Having two hooks still leaves us open to "VCS -> sdist -> build tree
-> wheel" and "VCS -> build tree -> wheel" giving different answers,
and that's specifically the loophole we're aiming to close by
including this in PEP 517 rather than leaving it until later.

Instead, the flow that I think makes sense is "VCS -> sdist tree [->
sdist tree -> sdist tree -> ...] -> wheel", and the above model where
the export filtering is only used when PKG-INFO doesn't exist yet will
give us that.

So my preference is that everything goes through the sdist step as I think that is most likely to provide consistent builds everywhere both from a VCS checkout and from a sdist that was released to PyPI. That being said, I am somewhat sympathetic to the idea that generating a sdist might be a slow process for reasons that are unrelated to actually building a wheel (for example, documentation might get “compiled” from some kind of source format to a man page, html docs, etc) so I think I am not against the idea of having an optional hook whose job is to just do the copying needed. The requirements would be:

* The build_sdist hook is mandatory, but may fail (as any of these commands may fail tbh) if some invariant required by the build backend isn’t satisfied.
* The copy_the_files hook is optional, if it exists it SHOULD produce a tree that when the build_wheel hook is called in it, will produce a wheel that is equivalent to one that would have been built had the build_sdist hook been called instead.
* If the copy_the_files hook is not defined, then the build frontend is free to just directory call the build_sdist command instead.
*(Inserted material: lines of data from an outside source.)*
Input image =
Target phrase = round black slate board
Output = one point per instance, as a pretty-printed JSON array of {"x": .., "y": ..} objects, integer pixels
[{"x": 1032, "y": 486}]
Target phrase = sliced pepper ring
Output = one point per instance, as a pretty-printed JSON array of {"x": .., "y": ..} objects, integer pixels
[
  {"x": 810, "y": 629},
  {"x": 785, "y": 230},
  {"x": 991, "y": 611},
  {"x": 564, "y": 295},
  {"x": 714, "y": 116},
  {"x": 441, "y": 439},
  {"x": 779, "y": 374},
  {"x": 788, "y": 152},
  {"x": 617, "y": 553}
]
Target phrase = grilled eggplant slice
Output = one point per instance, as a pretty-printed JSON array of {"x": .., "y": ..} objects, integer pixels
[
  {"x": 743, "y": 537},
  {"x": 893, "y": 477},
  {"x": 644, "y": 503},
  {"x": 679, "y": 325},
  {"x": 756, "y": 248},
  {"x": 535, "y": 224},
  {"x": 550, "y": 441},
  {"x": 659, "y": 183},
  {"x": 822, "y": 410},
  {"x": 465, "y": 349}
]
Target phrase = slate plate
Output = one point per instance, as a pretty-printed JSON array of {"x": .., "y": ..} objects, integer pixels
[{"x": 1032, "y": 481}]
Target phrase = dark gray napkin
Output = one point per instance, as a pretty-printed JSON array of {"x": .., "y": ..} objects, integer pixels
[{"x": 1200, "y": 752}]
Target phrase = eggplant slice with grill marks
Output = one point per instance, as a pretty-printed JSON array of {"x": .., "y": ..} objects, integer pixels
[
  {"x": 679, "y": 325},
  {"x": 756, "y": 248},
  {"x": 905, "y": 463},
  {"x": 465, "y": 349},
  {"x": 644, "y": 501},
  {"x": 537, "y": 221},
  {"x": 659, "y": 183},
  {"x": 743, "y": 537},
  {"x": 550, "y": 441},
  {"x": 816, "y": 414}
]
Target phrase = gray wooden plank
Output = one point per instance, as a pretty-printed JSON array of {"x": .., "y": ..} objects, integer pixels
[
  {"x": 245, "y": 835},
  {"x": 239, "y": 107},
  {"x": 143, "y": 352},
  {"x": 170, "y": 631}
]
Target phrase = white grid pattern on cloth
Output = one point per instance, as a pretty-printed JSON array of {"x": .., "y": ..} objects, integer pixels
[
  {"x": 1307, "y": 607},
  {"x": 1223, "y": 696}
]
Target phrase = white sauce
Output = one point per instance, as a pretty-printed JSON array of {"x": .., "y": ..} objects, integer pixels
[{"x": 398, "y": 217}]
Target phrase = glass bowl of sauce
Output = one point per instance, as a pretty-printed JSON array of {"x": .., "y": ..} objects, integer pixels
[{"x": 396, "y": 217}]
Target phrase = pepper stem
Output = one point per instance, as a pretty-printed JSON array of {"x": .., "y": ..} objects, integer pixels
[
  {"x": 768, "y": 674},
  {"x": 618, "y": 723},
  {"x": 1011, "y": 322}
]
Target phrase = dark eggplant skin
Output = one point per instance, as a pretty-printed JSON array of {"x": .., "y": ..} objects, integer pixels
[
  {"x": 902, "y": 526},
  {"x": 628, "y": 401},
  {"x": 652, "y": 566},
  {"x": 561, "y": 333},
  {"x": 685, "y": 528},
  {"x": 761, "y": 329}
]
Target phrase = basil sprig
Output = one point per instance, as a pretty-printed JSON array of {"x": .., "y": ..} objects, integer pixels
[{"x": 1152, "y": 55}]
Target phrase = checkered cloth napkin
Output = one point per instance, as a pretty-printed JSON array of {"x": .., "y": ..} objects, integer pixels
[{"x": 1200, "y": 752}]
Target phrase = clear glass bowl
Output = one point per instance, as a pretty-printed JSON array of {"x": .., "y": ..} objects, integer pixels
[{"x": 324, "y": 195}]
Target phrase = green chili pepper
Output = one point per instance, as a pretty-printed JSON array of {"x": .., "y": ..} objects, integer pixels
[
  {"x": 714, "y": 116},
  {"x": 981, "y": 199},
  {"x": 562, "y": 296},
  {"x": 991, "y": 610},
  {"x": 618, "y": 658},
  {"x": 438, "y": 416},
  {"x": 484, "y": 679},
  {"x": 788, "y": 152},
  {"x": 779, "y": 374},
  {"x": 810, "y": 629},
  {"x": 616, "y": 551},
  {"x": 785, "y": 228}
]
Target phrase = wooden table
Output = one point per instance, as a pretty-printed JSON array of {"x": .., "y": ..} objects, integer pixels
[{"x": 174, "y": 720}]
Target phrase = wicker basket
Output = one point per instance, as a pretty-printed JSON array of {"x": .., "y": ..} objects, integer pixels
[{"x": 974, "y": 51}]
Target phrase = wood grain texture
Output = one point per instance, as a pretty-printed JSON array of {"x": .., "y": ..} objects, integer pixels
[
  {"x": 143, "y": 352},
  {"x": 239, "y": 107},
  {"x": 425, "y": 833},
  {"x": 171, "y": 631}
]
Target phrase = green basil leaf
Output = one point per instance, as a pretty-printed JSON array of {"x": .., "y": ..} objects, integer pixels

I think that represents a pretty reasonable trade off, the path of least resistance for a build backend is to just define build_sdist and build_wheel and leave the two optional hooks omitted. I suspect for a lot of pure python packages (although Thomas has said not flit) those two hooks will be fast enough that is all they’ll need to implement. However in cases they’re not we provide both the copy_the_files and the wheel_metadata hook to allow short circuiting a possibly more complex build process to provide a better UX to end users. That kinds of goes against my “good intentions don’t matter” statement from before, but I also think that practicality beats purity ;)

Donald Stufft